Parshas Mikeitz/Shabbos Chanukah/Rosh Chodesh Teves
December 12, 2015 – ל כסלו תשע”ו
At the beginning of the Parsha, Yosef is remembered by Pharaoh’s butler as an expert dream interpreter. Bereishis 41:14 then states, “So Pharaoh sent and called Joseph, and they rushed him from the dungeon, and he shaved and changed his clothes, and he came to Pharaoh.” On the word ויריצוהו (and they rushed him), Sforno comments that this was characteristic of all of G-d’s interventions when saving someone, that when G-d reverses a situation for the good, He does so in an instant. Sforno adds that it was the same in Egypt, the darkest moment of the Jewish people, when the Jews had sunk to the lowest level of impurity. There, just as with Yosef, G-d rushed the Jews out of slavery and to the highest pinnacle of being.
Hannukah also represents the possibility of G-d’s instant redemption and revelation of presence. When the Hasmoneans, war-weary but victorious, entered the desecrated temple and witnessed the desolation, they were struck with the hopelessness of the situation. Yes, they might have defeated the Syrian-Greeks, but was G-d with them? How could they start to rebuild? The restoration of hope came to them instantly, upon their finding of a single jug of pure oil. The light that came from that oil and miracle accompanying it instantaneously revealed to them the presence of G-d and its derivative hope, much as Yosef was taken from the darkness of the prison in a second.
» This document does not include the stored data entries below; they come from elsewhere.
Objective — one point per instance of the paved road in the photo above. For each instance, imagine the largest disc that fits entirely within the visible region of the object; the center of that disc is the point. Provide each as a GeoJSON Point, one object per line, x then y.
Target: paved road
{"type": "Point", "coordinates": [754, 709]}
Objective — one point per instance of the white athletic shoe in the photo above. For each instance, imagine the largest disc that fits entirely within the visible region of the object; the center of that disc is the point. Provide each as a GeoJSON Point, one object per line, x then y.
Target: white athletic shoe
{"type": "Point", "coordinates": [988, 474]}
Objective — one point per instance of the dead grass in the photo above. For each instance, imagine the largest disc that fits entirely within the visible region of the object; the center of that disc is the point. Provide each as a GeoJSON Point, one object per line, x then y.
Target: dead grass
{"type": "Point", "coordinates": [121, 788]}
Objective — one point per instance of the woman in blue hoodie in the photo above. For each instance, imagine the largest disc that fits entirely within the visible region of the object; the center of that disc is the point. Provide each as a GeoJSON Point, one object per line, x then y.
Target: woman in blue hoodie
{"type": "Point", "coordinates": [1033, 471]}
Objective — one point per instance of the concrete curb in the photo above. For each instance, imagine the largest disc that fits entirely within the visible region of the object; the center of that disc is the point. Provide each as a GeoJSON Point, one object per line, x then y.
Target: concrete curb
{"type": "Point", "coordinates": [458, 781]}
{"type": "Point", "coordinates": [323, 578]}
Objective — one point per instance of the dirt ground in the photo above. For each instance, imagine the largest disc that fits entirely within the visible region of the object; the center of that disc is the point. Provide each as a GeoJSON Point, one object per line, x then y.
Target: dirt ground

We ought to bear this in mind for our own lives as well. Whenever everything appears dark and absent of G-d’s presence, and no hope seems left, we can think back to Hannukah, and to Yosef emerging from captivity. When light is created, the darkness immediately disappears, dispelled by the light. We can realize that G-d can change around a situation for the good instantly and reveal his presence and light. Just because we have been caught in a negative circumstance for a long time, it doesn’t mean that we cannot be rushed from it with G-d’s help.